10^78 simply means a 1 followed 78 zeros, a number that one can easily write out in a minute or two on a piece of paper. Likewise, 10^82 just adds four more zeroes (while being 10000 times larger! Imagine 10 kilometers compared to a single meter, or 10 meters compared to a millimeter).

The number of legal positions on a Go board has been carefully worked out to be a number with 171 digits (see Counting Legal Positions in Go and Go and mathematics - Wikipedia). Although this number is only a little over twice as long as a 82 digit number, it is unfathomably larger. If every one of the 10^82 atoms in the universe was replaced with its own universe of 10^82 atoms, we still only have about 10^164 atoms, which is still 100000 times smaller than the number of legal Go positions.

As for the number of a games, Walraet and Tromp (see https://matthieuw.github.io/go-games-number/AGoogolplexOfGoGames.pdf) have shown that there are at least a googolplex (10^10^100) legal games of Go.
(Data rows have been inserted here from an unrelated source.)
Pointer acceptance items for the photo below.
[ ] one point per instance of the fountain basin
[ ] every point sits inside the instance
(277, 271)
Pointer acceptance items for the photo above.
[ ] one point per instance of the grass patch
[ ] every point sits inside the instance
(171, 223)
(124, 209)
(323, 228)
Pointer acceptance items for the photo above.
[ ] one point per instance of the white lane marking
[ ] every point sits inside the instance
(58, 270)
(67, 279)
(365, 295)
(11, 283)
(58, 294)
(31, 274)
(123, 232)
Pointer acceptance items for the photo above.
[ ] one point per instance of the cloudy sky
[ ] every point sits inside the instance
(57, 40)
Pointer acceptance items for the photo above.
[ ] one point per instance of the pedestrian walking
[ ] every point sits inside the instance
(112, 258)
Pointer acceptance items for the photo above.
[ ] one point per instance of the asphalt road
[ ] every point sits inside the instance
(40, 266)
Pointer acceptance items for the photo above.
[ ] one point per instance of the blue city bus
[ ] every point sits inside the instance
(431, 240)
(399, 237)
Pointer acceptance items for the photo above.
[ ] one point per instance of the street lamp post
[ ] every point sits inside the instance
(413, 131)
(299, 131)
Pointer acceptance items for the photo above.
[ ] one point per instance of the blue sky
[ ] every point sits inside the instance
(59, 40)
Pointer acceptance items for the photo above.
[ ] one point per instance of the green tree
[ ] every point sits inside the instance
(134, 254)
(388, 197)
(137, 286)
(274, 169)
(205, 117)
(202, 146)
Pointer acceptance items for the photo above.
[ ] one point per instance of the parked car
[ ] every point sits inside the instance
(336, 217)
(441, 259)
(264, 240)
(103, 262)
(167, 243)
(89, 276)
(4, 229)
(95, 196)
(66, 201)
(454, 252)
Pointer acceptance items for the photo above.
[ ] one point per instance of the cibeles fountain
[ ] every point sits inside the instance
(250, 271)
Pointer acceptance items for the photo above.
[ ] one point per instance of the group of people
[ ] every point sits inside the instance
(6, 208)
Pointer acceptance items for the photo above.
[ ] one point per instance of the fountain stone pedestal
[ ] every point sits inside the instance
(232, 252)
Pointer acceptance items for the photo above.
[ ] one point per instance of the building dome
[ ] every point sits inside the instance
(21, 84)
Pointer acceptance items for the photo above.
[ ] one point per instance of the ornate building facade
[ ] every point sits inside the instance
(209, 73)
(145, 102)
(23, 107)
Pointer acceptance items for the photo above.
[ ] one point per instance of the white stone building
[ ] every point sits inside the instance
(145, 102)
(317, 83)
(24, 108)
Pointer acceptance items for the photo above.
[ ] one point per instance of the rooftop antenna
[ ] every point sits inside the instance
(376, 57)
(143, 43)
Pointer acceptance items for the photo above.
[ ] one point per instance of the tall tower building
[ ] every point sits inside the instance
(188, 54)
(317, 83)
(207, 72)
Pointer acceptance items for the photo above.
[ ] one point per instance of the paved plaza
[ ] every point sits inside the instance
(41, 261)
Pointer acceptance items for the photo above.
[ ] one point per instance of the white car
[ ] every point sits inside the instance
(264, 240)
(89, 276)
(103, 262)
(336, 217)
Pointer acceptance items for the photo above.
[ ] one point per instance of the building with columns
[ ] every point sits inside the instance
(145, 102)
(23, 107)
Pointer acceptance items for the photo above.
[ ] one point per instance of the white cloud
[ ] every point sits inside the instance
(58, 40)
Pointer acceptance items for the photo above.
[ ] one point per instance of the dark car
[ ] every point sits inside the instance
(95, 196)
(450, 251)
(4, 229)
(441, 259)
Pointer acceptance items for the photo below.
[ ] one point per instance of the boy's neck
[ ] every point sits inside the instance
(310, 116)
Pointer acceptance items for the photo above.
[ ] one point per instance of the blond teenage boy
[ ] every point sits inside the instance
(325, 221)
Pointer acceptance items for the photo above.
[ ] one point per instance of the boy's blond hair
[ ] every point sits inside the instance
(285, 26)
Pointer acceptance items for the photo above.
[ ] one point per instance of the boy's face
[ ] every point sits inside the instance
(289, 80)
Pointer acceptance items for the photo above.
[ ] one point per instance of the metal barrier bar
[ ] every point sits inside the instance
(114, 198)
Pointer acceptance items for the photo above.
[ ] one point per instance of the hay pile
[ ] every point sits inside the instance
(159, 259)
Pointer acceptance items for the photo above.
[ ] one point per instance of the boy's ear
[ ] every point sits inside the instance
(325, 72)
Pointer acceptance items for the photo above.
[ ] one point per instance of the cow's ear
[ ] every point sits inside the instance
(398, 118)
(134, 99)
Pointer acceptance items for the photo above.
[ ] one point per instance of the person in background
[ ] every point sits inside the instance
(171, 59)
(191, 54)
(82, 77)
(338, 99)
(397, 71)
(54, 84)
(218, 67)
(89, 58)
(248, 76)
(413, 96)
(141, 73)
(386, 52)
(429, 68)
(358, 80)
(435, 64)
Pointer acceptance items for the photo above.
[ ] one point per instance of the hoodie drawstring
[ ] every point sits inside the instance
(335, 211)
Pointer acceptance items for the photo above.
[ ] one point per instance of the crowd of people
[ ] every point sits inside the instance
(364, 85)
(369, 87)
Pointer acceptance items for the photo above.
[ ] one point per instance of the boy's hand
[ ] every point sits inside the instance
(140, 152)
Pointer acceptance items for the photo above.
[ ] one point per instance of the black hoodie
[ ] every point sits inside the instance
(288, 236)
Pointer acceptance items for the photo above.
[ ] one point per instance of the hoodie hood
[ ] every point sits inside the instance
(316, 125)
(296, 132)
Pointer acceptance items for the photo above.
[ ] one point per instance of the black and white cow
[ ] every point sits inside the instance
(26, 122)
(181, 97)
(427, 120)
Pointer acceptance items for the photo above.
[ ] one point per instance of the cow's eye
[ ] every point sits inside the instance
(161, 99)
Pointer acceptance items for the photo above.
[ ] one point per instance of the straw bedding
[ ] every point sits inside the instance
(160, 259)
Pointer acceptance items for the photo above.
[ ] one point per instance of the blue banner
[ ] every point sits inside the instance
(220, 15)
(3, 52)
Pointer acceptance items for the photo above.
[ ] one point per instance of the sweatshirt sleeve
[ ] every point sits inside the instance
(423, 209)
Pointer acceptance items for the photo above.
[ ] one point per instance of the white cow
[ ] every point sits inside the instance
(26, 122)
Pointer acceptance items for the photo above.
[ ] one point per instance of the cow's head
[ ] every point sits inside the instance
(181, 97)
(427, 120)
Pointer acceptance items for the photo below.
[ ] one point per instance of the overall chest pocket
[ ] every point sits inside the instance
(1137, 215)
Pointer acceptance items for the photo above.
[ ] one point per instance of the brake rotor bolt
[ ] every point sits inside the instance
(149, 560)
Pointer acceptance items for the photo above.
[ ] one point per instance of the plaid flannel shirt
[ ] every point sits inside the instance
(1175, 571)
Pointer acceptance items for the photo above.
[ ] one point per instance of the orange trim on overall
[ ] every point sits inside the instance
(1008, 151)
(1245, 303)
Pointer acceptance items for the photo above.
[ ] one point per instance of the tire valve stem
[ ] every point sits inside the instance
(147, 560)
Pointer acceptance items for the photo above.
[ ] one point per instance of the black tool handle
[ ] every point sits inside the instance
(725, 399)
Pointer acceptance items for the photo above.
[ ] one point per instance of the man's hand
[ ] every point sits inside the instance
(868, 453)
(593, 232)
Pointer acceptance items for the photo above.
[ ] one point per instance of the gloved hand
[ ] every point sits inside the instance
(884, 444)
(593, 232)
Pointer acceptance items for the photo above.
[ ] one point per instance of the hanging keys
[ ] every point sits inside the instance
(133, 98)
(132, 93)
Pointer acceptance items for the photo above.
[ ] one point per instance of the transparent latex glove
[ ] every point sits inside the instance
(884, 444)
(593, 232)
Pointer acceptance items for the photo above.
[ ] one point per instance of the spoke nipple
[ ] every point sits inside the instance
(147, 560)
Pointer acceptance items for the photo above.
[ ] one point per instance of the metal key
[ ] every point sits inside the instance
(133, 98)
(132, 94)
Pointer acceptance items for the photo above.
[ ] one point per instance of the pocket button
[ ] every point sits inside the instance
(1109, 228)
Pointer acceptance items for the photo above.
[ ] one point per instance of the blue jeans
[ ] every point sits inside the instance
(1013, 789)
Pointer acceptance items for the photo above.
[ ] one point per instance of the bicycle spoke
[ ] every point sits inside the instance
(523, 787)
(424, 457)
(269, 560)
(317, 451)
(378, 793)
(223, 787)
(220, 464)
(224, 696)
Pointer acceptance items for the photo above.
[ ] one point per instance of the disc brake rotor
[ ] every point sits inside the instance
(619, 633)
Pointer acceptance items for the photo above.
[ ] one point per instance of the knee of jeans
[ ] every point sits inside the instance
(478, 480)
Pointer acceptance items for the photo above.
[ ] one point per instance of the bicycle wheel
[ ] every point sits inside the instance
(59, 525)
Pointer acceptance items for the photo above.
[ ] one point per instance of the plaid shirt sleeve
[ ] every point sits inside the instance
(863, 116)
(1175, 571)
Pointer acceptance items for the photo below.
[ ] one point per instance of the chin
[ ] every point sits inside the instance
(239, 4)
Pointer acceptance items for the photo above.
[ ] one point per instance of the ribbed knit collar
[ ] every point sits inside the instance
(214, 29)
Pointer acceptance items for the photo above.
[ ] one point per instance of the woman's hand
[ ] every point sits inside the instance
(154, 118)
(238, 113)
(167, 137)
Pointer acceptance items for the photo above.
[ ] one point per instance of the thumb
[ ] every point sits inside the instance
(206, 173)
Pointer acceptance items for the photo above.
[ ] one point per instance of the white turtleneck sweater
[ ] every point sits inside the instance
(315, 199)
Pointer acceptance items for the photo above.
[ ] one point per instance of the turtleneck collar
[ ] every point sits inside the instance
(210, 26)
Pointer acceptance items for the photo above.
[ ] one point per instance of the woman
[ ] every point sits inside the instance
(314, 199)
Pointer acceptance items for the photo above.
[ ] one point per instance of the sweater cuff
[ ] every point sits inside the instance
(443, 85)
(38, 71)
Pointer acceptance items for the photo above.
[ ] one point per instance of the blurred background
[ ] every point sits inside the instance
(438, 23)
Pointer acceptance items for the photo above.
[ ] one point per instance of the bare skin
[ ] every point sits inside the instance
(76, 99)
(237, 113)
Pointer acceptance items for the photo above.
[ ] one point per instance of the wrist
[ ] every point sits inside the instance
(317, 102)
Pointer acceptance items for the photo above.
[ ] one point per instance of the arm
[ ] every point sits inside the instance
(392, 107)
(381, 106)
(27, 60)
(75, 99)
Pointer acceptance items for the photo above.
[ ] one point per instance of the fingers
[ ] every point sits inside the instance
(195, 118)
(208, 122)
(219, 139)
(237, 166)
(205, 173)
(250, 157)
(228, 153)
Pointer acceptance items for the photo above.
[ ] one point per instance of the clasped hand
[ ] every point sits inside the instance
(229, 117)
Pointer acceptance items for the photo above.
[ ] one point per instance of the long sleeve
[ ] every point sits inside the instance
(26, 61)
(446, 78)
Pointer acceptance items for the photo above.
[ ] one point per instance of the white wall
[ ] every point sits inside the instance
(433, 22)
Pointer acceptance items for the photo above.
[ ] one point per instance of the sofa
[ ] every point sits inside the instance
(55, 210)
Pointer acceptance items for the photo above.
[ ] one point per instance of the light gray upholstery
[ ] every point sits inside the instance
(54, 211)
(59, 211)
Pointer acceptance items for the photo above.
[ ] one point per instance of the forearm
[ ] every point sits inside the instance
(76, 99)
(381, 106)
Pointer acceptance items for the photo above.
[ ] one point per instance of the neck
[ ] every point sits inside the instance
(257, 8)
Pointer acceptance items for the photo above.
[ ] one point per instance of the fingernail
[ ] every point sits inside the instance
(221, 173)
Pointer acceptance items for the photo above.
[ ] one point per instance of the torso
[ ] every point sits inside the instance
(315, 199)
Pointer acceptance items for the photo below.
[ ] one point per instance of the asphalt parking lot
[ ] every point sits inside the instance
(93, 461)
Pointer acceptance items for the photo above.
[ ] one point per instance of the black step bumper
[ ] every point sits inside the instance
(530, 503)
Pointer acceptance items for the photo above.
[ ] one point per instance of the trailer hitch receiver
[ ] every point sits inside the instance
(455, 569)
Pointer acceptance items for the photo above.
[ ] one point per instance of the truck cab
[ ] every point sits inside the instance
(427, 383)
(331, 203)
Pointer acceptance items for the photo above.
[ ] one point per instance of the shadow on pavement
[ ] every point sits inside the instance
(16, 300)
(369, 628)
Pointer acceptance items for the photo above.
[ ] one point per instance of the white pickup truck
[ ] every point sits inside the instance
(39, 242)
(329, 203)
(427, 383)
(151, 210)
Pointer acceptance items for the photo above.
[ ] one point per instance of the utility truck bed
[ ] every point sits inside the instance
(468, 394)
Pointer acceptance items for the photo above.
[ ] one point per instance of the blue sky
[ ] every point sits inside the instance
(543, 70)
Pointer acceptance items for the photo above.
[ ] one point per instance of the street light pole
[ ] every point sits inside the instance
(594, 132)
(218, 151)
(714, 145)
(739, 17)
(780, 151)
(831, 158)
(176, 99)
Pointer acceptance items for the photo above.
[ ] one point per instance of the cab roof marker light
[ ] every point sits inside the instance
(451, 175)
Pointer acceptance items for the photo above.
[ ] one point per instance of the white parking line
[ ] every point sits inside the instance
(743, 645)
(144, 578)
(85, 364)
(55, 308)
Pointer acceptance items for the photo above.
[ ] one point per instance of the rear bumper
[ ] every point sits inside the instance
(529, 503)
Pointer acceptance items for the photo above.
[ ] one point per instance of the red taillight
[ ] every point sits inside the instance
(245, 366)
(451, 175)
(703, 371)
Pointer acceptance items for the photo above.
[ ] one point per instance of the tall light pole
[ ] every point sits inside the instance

10^100 (1 followed by one hundred zeros) is a “googol”.

10^10^100 is a googolplex and means 1 followed by a googol zeros, which is an absurdly large number. Given that there are only 10^82 atoms in the universe, it is impossible to even imagine all of these 10^100 zeros being written down, unless one somehow managed to pack 10^18 zeros (one billion billions) onto each and every atom!